Elena yang ada dalam gendongan Raka juga terkejut hingga menangis histeris sambil berkata, “Kakek, Kakek Kenapa? Huhuhuhu, Kakek jangan buat Elena takut ….”

“Kak ….” Lucy mengatupkan bibirnya rapat dan air matanya mengalir kembali tanpa sadar. Dia menoleh ke arah Raka dan Lucy sambil menangis.

“Raka, hari ini apa yang sudah kamu lakukan?

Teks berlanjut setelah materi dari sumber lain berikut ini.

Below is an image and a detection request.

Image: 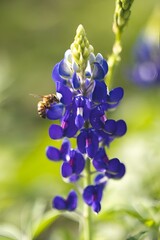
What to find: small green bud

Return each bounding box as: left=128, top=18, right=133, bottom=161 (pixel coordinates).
left=70, top=24, right=94, bottom=70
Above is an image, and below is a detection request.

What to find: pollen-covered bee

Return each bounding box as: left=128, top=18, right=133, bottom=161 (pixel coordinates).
left=30, top=93, right=59, bottom=118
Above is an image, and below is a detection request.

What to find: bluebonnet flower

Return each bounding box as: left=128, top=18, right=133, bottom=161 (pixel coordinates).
left=52, top=190, right=78, bottom=211
left=46, top=139, right=85, bottom=182
left=131, top=17, right=160, bottom=86
left=46, top=25, right=127, bottom=213
left=83, top=174, right=107, bottom=213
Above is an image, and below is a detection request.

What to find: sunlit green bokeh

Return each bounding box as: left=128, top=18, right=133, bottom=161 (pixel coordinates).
left=0, top=0, right=160, bottom=240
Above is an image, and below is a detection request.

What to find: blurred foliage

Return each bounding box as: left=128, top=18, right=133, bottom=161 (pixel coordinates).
left=0, top=0, right=160, bottom=240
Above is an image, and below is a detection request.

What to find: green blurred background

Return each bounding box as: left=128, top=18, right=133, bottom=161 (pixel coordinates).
left=0, top=0, right=160, bottom=240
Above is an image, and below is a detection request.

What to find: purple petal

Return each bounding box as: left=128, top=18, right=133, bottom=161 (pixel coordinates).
left=52, top=196, right=66, bottom=210
left=59, top=60, right=71, bottom=78
left=115, top=120, right=127, bottom=137
left=102, top=59, right=108, bottom=75
left=86, top=132, right=99, bottom=158
left=93, top=62, right=105, bottom=80
left=61, top=162, right=73, bottom=178
left=77, top=131, right=87, bottom=153
left=92, top=81, right=107, bottom=102
left=83, top=185, right=94, bottom=205
left=73, top=151, right=85, bottom=175
left=109, top=87, right=124, bottom=103
left=56, top=82, right=72, bottom=105
left=92, top=201, right=101, bottom=213
left=60, top=138, right=71, bottom=160
left=46, top=146, right=60, bottom=161
left=49, top=124, right=63, bottom=139
left=105, top=119, right=117, bottom=135
left=47, top=103, right=64, bottom=120
left=66, top=190, right=78, bottom=211
left=94, top=174, right=107, bottom=188
left=75, top=115, right=84, bottom=129
left=72, top=72, right=80, bottom=89
left=52, top=63, right=64, bottom=83
left=64, top=114, right=78, bottom=138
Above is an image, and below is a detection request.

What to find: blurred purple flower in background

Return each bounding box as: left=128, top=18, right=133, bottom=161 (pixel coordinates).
left=131, top=10, right=160, bottom=86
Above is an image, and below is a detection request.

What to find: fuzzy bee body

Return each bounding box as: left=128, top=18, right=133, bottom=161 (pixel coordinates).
left=31, top=93, right=59, bottom=118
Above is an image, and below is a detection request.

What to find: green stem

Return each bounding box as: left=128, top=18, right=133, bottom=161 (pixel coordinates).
left=83, top=158, right=92, bottom=240
left=105, top=0, right=134, bottom=88
left=105, top=28, right=122, bottom=88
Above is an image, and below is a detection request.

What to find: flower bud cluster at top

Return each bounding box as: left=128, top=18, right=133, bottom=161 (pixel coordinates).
left=46, top=25, right=126, bottom=213
left=113, top=0, right=134, bottom=33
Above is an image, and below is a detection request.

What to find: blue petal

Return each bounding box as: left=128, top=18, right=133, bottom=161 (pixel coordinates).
left=115, top=120, right=127, bottom=137
left=72, top=72, right=80, bottom=89
left=47, top=103, right=64, bottom=120
left=46, top=146, right=60, bottom=161
left=92, top=201, right=101, bottom=213
left=56, top=82, right=72, bottom=105
left=92, top=62, right=105, bottom=80
left=90, top=107, right=104, bottom=129
left=94, top=174, right=107, bottom=188
left=49, top=124, right=63, bottom=139
left=95, top=184, right=103, bottom=202
left=93, top=148, right=108, bottom=172
left=86, top=132, right=99, bottom=158
left=61, top=162, right=73, bottom=178
left=52, top=63, right=64, bottom=83
left=92, top=81, right=107, bottom=103
left=60, top=138, right=71, bottom=161
left=102, top=59, right=108, bottom=75
left=109, top=87, right=124, bottom=103
left=52, top=196, right=66, bottom=210
left=75, top=115, right=84, bottom=129
left=73, top=151, right=85, bottom=175
left=105, top=119, right=117, bottom=135
left=59, top=60, right=71, bottom=78
left=66, top=190, right=78, bottom=211
left=83, top=185, right=94, bottom=205
left=77, top=130, right=87, bottom=153
left=64, top=114, right=78, bottom=138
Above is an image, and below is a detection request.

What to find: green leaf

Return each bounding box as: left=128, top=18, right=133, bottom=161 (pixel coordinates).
left=0, top=224, right=22, bottom=240
left=32, top=210, right=61, bottom=240
left=126, top=231, right=146, bottom=240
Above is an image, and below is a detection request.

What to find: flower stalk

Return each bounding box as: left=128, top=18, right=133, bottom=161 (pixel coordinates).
left=43, top=20, right=127, bottom=240
left=83, top=158, right=92, bottom=240
left=105, top=0, right=134, bottom=88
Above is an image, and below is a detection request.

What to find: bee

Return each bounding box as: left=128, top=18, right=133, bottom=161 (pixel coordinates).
left=30, top=93, right=59, bottom=118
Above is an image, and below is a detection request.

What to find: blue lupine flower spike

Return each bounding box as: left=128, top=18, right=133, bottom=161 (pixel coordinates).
left=52, top=190, right=78, bottom=211
left=46, top=25, right=127, bottom=213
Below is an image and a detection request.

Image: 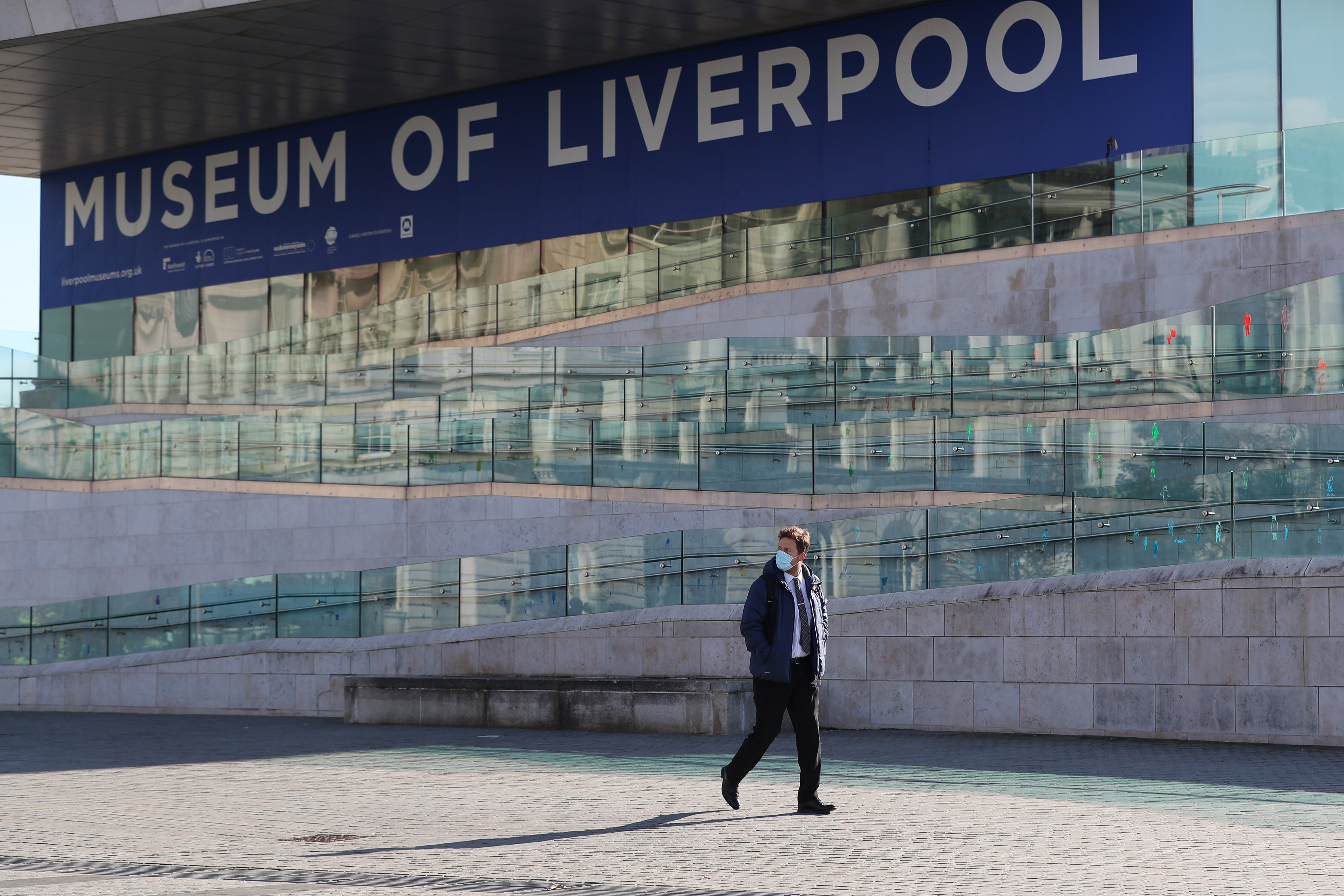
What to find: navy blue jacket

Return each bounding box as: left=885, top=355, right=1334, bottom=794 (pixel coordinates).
left=742, top=558, right=827, bottom=682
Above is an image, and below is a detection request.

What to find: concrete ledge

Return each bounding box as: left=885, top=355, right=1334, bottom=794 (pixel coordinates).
left=344, top=676, right=755, bottom=735
left=0, top=476, right=1021, bottom=510
left=8, top=558, right=1344, bottom=747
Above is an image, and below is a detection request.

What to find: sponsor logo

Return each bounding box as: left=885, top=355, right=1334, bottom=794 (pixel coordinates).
left=270, top=241, right=313, bottom=255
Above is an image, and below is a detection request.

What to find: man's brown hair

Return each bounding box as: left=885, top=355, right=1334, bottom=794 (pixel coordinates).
left=779, top=525, right=812, bottom=553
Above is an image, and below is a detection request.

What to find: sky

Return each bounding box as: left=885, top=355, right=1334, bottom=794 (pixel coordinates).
left=0, top=176, right=39, bottom=352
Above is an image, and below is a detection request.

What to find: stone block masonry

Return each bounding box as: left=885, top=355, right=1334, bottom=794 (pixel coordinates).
left=0, top=560, right=1344, bottom=746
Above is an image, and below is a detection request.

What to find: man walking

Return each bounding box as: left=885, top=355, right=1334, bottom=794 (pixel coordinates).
left=719, top=525, right=835, bottom=815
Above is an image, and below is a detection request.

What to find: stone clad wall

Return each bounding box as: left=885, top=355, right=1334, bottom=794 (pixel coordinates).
left=0, top=560, right=1344, bottom=746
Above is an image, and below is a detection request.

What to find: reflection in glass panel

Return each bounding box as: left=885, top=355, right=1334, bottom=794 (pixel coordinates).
left=1192, top=133, right=1282, bottom=224
left=700, top=423, right=812, bottom=494
left=122, top=355, right=187, bottom=404
left=93, top=420, right=161, bottom=480
left=359, top=560, right=458, bottom=637
left=308, top=265, right=378, bottom=321
left=569, top=532, right=682, bottom=615
left=15, top=410, right=93, bottom=480
left=682, top=526, right=778, bottom=603
left=257, top=355, right=326, bottom=404
left=1194, top=0, right=1280, bottom=141
left=191, top=575, right=276, bottom=645
left=630, top=215, right=723, bottom=253
left=1280, top=0, right=1344, bottom=130
left=930, top=176, right=1032, bottom=255
left=816, top=419, right=934, bottom=494
left=429, top=286, right=496, bottom=341
left=73, top=298, right=136, bottom=361
left=806, top=510, right=927, bottom=599
left=458, top=545, right=566, bottom=626
left=32, top=619, right=107, bottom=664
left=187, top=355, right=254, bottom=404
left=321, top=423, right=409, bottom=485
left=200, top=279, right=270, bottom=344
left=276, top=572, right=359, bottom=638
left=270, top=274, right=308, bottom=329
left=326, top=348, right=392, bottom=404
left=409, top=419, right=493, bottom=485
left=593, top=420, right=700, bottom=489
left=134, top=289, right=200, bottom=355
left=163, top=418, right=238, bottom=480
left=457, top=242, right=542, bottom=289
left=238, top=422, right=321, bottom=482
left=542, top=228, right=630, bottom=274
left=38, top=308, right=74, bottom=361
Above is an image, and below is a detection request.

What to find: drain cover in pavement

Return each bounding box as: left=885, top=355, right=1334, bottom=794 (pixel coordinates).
left=281, top=834, right=372, bottom=843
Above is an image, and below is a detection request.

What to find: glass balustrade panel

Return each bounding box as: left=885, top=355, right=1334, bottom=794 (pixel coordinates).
left=160, top=419, right=241, bottom=480
left=392, top=348, right=472, bottom=399
left=495, top=419, right=593, bottom=485
left=682, top=526, right=778, bottom=603
left=93, top=420, right=163, bottom=480
left=122, top=355, right=188, bottom=404
left=727, top=361, right=835, bottom=426
left=929, top=498, right=1072, bottom=588
left=429, top=286, right=499, bottom=341
left=815, top=418, right=934, bottom=494
left=257, top=355, right=326, bottom=406
left=238, top=422, right=321, bottom=482
left=69, top=357, right=125, bottom=407
left=15, top=410, right=94, bottom=481
left=1066, top=419, right=1212, bottom=492
left=458, top=545, right=567, bottom=626
left=187, top=355, right=258, bottom=404
left=835, top=352, right=952, bottom=420
left=805, top=510, right=927, bottom=601
left=276, top=572, right=359, bottom=638
left=1077, top=309, right=1214, bottom=410
left=320, top=423, right=410, bottom=485
left=952, top=341, right=1078, bottom=416
left=743, top=218, right=831, bottom=282
left=191, top=575, right=276, bottom=646
left=700, top=423, right=812, bottom=494
left=407, top=420, right=495, bottom=485
left=359, top=559, right=460, bottom=637
left=326, top=348, right=392, bottom=404
left=569, top=532, right=682, bottom=615
left=937, top=416, right=1064, bottom=494
left=593, top=420, right=699, bottom=489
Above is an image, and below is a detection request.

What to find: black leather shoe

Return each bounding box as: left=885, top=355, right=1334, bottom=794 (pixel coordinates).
left=798, top=797, right=836, bottom=815
left=719, top=766, right=742, bottom=809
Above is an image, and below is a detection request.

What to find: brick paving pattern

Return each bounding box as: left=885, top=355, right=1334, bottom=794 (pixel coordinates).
left=0, top=713, right=1344, bottom=896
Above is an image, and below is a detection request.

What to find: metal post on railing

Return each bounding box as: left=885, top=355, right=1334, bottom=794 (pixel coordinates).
left=1068, top=492, right=1078, bottom=574
left=925, top=508, right=933, bottom=588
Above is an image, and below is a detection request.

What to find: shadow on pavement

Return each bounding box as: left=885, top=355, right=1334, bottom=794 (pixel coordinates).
left=0, top=712, right=1344, bottom=795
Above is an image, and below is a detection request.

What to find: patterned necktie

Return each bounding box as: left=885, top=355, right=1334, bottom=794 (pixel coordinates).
left=792, top=579, right=812, bottom=657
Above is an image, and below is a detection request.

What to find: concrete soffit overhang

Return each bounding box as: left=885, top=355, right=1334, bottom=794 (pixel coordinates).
left=0, top=0, right=929, bottom=176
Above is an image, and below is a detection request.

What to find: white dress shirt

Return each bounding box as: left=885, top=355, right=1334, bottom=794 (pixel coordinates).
left=784, top=572, right=816, bottom=660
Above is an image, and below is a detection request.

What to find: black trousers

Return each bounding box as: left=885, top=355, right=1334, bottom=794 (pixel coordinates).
left=728, top=657, right=821, bottom=803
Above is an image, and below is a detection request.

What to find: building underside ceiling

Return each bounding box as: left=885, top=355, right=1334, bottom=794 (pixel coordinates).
left=0, top=0, right=917, bottom=176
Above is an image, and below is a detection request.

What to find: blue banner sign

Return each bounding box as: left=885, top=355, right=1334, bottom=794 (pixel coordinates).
left=42, top=0, right=1192, bottom=308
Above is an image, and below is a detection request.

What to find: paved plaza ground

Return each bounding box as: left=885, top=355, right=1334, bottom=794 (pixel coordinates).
left=0, top=713, right=1344, bottom=896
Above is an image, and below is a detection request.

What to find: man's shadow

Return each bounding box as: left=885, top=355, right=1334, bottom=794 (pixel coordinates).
left=306, top=809, right=796, bottom=858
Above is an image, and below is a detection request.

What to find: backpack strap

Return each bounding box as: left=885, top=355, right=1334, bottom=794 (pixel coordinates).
left=761, top=572, right=779, bottom=643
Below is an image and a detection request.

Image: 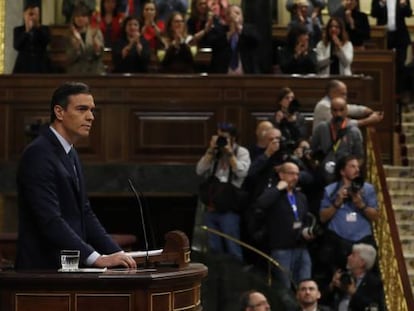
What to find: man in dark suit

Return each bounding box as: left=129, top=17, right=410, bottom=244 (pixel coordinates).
left=295, top=279, right=331, bottom=311
left=329, top=243, right=384, bottom=311
left=208, top=4, right=260, bottom=75
left=13, top=3, right=50, bottom=73
left=371, top=0, right=413, bottom=91
left=16, top=82, right=136, bottom=269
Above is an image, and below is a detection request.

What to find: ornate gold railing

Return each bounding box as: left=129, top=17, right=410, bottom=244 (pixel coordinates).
left=366, top=128, right=414, bottom=311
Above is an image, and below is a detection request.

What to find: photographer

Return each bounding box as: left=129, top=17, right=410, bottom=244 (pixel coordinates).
left=255, top=162, right=314, bottom=288
left=269, top=87, right=307, bottom=144
left=196, top=123, right=250, bottom=260
left=320, top=155, right=378, bottom=282
left=328, top=243, right=384, bottom=311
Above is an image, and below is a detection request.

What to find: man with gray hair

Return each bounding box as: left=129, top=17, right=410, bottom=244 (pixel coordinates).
left=329, top=243, right=384, bottom=311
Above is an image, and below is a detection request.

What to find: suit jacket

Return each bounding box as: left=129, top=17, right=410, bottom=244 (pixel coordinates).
left=371, top=0, right=413, bottom=48
left=328, top=271, right=384, bottom=311
left=13, top=25, right=50, bottom=73
left=16, top=128, right=121, bottom=269
left=209, top=24, right=260, bottom=73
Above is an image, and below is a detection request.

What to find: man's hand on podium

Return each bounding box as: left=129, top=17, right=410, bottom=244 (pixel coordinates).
left=93, top=252, right=137, bottom=269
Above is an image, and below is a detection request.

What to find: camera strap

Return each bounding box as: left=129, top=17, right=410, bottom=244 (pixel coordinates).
left=210, top=146, right=239, bottom=183
left=286, top=192, right=299, bottom=221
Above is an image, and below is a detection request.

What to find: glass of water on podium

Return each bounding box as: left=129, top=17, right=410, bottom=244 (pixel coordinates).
left=60, top=250, right=80, bottom=271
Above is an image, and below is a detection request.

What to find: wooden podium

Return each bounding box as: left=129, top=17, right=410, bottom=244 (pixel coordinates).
left=0, top=233, right=207, bottom=311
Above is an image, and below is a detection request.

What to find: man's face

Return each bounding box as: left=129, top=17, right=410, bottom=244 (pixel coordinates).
left=279, top=163, right=299, bottom=189
left=55, top=94, right=95, bottom=144
left=296, top=281, right=321, bottom=307
left=346, top=251, right=365, bottom=271
left=331, top=97, right=348, bottom=119
left=246, top=292, right=270, bottom=311
left=329, top=83, right=348, bottom=100
left=23, top=7, right=40, bottom=24
left=341, top=159, right=359, bottom=180
left=227, top=5, right=243, bottom=24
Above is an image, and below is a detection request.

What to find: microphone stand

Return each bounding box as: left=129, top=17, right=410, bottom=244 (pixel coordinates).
left=128, top=178, right=149, bottom=268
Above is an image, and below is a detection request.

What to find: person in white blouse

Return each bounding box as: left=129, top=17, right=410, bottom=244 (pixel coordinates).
left=316, top=17, right=354, bottom=76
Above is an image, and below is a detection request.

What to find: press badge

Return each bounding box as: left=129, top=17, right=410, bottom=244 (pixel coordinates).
left=346, top=212, right=357, bottom=222
left=293, top=221, right=302, bottom=229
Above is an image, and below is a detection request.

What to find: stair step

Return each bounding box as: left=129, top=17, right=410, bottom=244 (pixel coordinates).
left=386, top=177, right=414, bottom=191
left=384, top=166, right=414, bottom=178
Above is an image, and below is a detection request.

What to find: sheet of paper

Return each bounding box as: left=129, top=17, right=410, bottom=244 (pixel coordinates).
left=126, top=249, right=162, bottom=258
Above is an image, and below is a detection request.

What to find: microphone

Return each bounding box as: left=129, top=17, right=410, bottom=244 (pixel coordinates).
left=128, top=178, right=149, bottom=267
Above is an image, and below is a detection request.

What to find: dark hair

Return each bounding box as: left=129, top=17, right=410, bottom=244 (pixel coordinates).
left=323, top=16, right=349, bottom=46
left=326, top=79, right=343, bottom=94
left=240, top=289, right=257, bottom=311
left=286, top=24, right=309, bottom=50
left=139, top=0, right=158, bottom=28
left=190, top=0, right=210, bottom=20
left=335, top=154, right=360, bottom=180
left=23, top=3, right=40, bottom=12
left=121, top=15, right=141, bottom=40
left=165, top=11, right=187, bottom=40
left=217, top=122, right=239, bottom=139
left=50, top=82, right=91, bottom=123
left=296, top=278, right=319, bottom=290
left=72, top=1, right=92, bottom=19
left=101, top=0, right=120, bottom=17
left=276, top=87, right=293, bottom=106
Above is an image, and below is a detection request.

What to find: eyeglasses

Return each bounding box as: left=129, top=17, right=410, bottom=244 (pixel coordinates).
left=249, top=300, right=269, bottom=309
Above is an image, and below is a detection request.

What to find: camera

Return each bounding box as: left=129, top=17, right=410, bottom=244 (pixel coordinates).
left=339, top=271, right=352, bottom=288
left=216, top=136, right=227, bottom=148
left=349, top=176, right=364, bottom=194
left=307, top=212, right=324, bottom=238
left=288, top=99, right=300, bottom=114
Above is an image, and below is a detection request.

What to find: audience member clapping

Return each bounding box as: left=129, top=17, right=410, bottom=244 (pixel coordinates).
left=112, top=16, right=150, bottom=72
left=158, top=12, right=194, bottom=73
left=140, top=0, right=165, bottom=52
left=288, top=0, right=322, bottom=48
left=270, top=87, right=307, bottom=144
left=67, top=3, right=104, bottom=74
left=278, top=25, right=318, bottom=74
left=332, top=0, right=371, bottom=50
left=210, top=5, right=259, bottom=75
left=91, top=0, right=124, bottom=48
left=13, top=4, right=50, bottom=73
left=316, top=17, right=354, bottom=76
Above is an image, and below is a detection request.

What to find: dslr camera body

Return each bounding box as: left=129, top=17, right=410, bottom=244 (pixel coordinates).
left=216, top=135, right=228, bottom=149
left=348, top=176, right=364, bottom=194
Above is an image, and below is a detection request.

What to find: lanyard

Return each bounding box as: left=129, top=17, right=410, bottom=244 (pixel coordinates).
left=330, top=119, right=347, bottom=153
left=287, top=193, right=299, bottom=221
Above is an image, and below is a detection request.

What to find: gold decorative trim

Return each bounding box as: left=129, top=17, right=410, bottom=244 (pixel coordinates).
left=0, top=0, right=6, bottom=74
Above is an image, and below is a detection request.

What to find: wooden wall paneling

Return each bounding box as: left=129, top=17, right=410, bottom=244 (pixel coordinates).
left=352, top=50, right=397, bottom=162
left=128, top=107, right=216, bottom=162
left=0, top=105, right=9, bottom=161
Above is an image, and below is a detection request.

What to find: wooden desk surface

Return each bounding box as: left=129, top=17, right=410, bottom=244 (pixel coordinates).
left=0, top=263, right=207, bottom=311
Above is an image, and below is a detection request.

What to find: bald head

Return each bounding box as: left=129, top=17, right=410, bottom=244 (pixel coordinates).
left=326, top=80, right=348, bottom=100
left=256, top=121, right=273, bottom=140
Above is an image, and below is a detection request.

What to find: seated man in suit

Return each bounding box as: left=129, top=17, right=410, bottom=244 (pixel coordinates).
left=16, top=82, right=136, bottom=269
left=329, top=243, right=384, bottom=311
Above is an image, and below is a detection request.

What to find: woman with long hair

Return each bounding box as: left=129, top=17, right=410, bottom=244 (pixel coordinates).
left=91, top=0, right=124, bottom=48
left=112, top=16, right=150, bottom=72
left=161, top=12, right=194, bottom=73
left=140, top=0, right=165, bottom=51
left=316, top=17, right=354, bottom=76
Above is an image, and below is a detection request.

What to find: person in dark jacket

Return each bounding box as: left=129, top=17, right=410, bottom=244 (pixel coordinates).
left=210, top=5, right=259, bottom=75
left=13, top=4, right=50, bottom=73
left=112, top=16, right=151, bottom=73
left=332, top=0, right=371, bottom=50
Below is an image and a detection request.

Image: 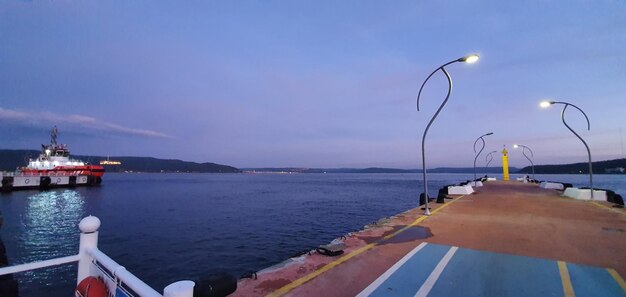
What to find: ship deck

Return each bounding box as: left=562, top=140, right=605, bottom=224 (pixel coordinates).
left=234, top=181, right=626, bottom=297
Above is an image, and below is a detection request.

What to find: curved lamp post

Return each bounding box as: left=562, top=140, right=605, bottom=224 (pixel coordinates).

Tadi Yura telepon.” Dia menceritakan kembali percakapan dengan Yura tadi hingga akhirnya air matanya meledak lagi sambil menunjuk Raka dan berkata,

“Raka, apa belum cukup kamu membuat Lucy menderita? Kamu masih mau membuat kami berdua menderita?! Kenapa kami mau susah payah mempertahankan pekerjaan itu dan rela diinjak-injak? Demi pensiun kami! Biar nggak merepotkan Lucy dan keluarga ini!”

“Apa yang tersisa sekarang? Proyek Deston diambil oleh Yura dan kami nggak ada harapan untuk kembali ke keluarga Randala lagi. Sekarang semuanya sudah nggak ada lagi.”

Tubuh Lucy menegang kaku dan ekspresi bahagia di wajahnya lenyap tak tersisa. Dia menolehkan kepalanya secara perlahan ke arah Raka dan menggerakkan bibirnya seakan hendak berkata sesuatu. Setelah itu dia menunduk dan air matanya menetes tanpa bisa berkata apa pun.

Suaminya membuat keributan di acara ulang tahun Kakek untuk membalaskan dendamnya. Bahkan lelaki itu juga menyembuhkan suaranya. Apakah Raka salah? Jika iya, Lucy bersedia menanggung kesalahan itu bersama dengan Raka.

“Sekarang semua sudah terlambat,” ujar Rommy dengan lemas sambil tertawa sinis.

“Selama lima tahun ini Papa dan Mama nggak pernah mau mengundurkan diri. Tetapi Yura mengancam kami dengan Lucy dan Elena hingga membuat kami takut. Sekarang … Hahaha! Proyek Deston Group … sudah lah, nggak perlu dibicarakan lagi.”

Dia menggelengkan kepalanya dan bangkit dari sofa. Tangan yang tadi memukul meja tampak meneteskan darah segar, tetapi dia tidak terlihat kesakitan. Rommy melangkah secara perlahan kembali ke kamarnya.

“Kak,” panggil Sherly dengan suara terisak. Dia langsung mengejar suaminya itu dan masuk ke dalam balik pintu kamar yang tertutup rapat.

“Lagi-lagi Yura!” gumam Raka sambil menggendong Elena. Dia menatap Lucy yang berlinangan air mata dan juga pintu kamar Rommy dan Sherly yang tertutup rapat dengan sorot tajam.

Dia bergumam dalam hati, “Yura, aku sudah kasih kamu kesempatan tujuh hari untuk introspeksi diri, ternyata kamu malah balas dendam ke mertuaku?! Bagus!”

Raka meletakkan Elena dan berjalan seorang diri keluar dari ruang tamu sambil mengeluarkan ponsel dan mengirimkan pesan singkat.